John Preston

Beautiful and damned

issue 09 February 2013

According to his mother, Neville Heath was ‘prone to be excitable’. He was that all right — and then some. In the space of two weeks in the summer of 1946, Heath murdered two women with such brutality that, as Sean O’Connor puts it with shuddering relish, ‘war-hardened police officers vomited on seeing them’.

The public were fascinated by him. Elizabeth Taylor reworked Heath’s story into a novel, Patrick Hamilton drew on it heavily for his Gorse trilogy and Alfred Hitchcock wanted to make a film about the case, but had to ditch the idea when the studio decided it would be too revolting.

Heath was fascinating mainly due to his ambivalence. Clearly capable of appalling brutality, he could also be tender and considerate. One of his girlfriends described him as a ‘big teddy bear’, while the actress Moira Lister wrote that she found it impossible to equate ‘the savage abnormal sex murders he had done with the charming man who would take me out on the town’.

Heath was not only charming but unusually good-looking. Women went gooey at the sight of his blond hair and penetrating blue eyes.

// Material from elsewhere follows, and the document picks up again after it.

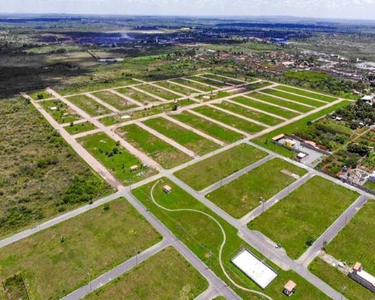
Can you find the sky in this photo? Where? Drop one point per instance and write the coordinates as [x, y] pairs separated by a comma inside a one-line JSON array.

At his trial, several female fans queued for 14 hours outside the Old Bailey just to catch a glimpse of the man the tabloids dubbed ‘the most dangerous criminal modern Britain has known’.

His first victim was a 32-year-old woman called Margery Gardner, who Heath murdered in a hotel in Notting Hill. He met his second victim, Doreen Marshall, in a hotel in Bournemouth where he had registered under the name of ‘Rupert Brook’. Both were repeatedly lashed, bitten, then eviscerated.

An intelligent man, Heath was unable to offer any explanation for his crimes, beyond saying, ‘I felt my head go tight.’